Ebül Hayr-i el Akta hazretleri “rahmetullahi aleyh”, Evliyanın büyüklerindendir.
Medine’de yaşıyordu.
Yiyecek bulamadı birkaç gün.
Resulün Ravda’sına gidip sürdü yüz ve gözünü.
- Yâ Resulallah, beş gündür bir şey yemedim. Ve bunu, senden gayri kimseye söylemedim, dedi.
Ve çekildi bir kenara.
Bir müddet namaz kılıp, uyukladı bir ara.
Rüyasında Aliyyül Mürteza hazretlerini gördü.
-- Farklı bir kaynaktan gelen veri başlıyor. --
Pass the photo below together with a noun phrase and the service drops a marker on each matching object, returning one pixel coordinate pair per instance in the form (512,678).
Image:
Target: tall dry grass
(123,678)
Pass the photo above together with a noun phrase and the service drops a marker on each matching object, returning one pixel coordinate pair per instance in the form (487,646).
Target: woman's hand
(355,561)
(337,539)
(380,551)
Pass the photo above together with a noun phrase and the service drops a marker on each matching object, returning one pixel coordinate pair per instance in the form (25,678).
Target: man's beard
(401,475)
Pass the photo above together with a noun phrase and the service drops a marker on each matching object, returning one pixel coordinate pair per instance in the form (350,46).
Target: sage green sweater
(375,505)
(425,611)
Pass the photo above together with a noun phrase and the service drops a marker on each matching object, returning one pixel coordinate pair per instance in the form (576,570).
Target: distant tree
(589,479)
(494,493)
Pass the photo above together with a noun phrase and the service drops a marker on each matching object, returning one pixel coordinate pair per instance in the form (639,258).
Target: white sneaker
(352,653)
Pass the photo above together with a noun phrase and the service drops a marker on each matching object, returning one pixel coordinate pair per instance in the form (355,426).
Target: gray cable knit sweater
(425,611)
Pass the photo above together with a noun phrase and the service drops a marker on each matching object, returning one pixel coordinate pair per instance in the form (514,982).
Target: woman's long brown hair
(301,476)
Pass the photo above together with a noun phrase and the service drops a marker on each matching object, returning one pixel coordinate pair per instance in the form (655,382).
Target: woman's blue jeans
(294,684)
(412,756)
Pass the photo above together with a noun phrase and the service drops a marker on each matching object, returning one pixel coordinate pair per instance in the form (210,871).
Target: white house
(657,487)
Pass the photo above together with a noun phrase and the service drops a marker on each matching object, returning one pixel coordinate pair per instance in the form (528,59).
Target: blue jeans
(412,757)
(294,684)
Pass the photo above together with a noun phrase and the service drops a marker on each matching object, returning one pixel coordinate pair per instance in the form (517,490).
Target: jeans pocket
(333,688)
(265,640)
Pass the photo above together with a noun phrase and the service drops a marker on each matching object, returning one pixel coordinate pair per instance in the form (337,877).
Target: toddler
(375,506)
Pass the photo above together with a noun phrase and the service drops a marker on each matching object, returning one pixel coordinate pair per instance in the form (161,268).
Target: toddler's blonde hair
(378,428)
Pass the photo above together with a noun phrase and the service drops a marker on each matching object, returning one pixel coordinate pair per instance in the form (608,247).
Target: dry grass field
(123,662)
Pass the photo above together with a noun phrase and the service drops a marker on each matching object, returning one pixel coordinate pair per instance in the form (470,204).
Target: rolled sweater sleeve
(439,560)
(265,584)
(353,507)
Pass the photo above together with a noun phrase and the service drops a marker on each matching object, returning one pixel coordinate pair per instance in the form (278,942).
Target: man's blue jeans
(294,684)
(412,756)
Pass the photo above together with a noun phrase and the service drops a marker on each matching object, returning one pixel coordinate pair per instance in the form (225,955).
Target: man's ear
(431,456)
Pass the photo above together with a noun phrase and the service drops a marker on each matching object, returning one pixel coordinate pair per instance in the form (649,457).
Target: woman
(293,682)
Allah’ın aslanı “radıyallahü anh” kendisini uyandırıp;
- Kalk ya Ebel Hayr, çok uyudun, buyurdu. Allah’ın Sevgilisi buraya geliyor.
Fırlayıp kalktı.
Az sonra, Resulullah “aleyhisselam” teşrif edip, kendisine büyükçe bir ekmek verdiler.
Çok acıkmıştı.
Hemen başladı yemeye.
Yarısına gelince, uyandı.
Fakat o da ne?
Ekmeğin diğer yarısı elindeydi.
Önce edeb lazım
Bir genç nasihat istedi bu Veli’den.
Cevaben;
- Evladım, her şeyden önce edeb lazım, buyurdu.
Ve ekledi:
- Bir kalbde iman olduğuna alamet, Allah’ın kullarına merhametli olmaktır. Bir mümin sıkıntıya düşse, çok üzülür, kalbi yanar. İmkanı nisbetinde yardıma koşar.
İhlas, kalbi temizler
Sordular:
- Bir kalbde nifak olmasının alameti nedir efendim?
- Her insana kin ve haset beslemektir, buyurdu.
Sonra ihlastan sordular.
Cevabında:
- Bir kul, ibadetini ve iyi işlerini insanlara gösterirse, İhlastan ayrılmış demektir ki, bu hali riya olur, buyurdu.
Ve ekledi:
- Eğer ihlası kazanırsa, kalbi temizlenir. Kir pas kalmaz.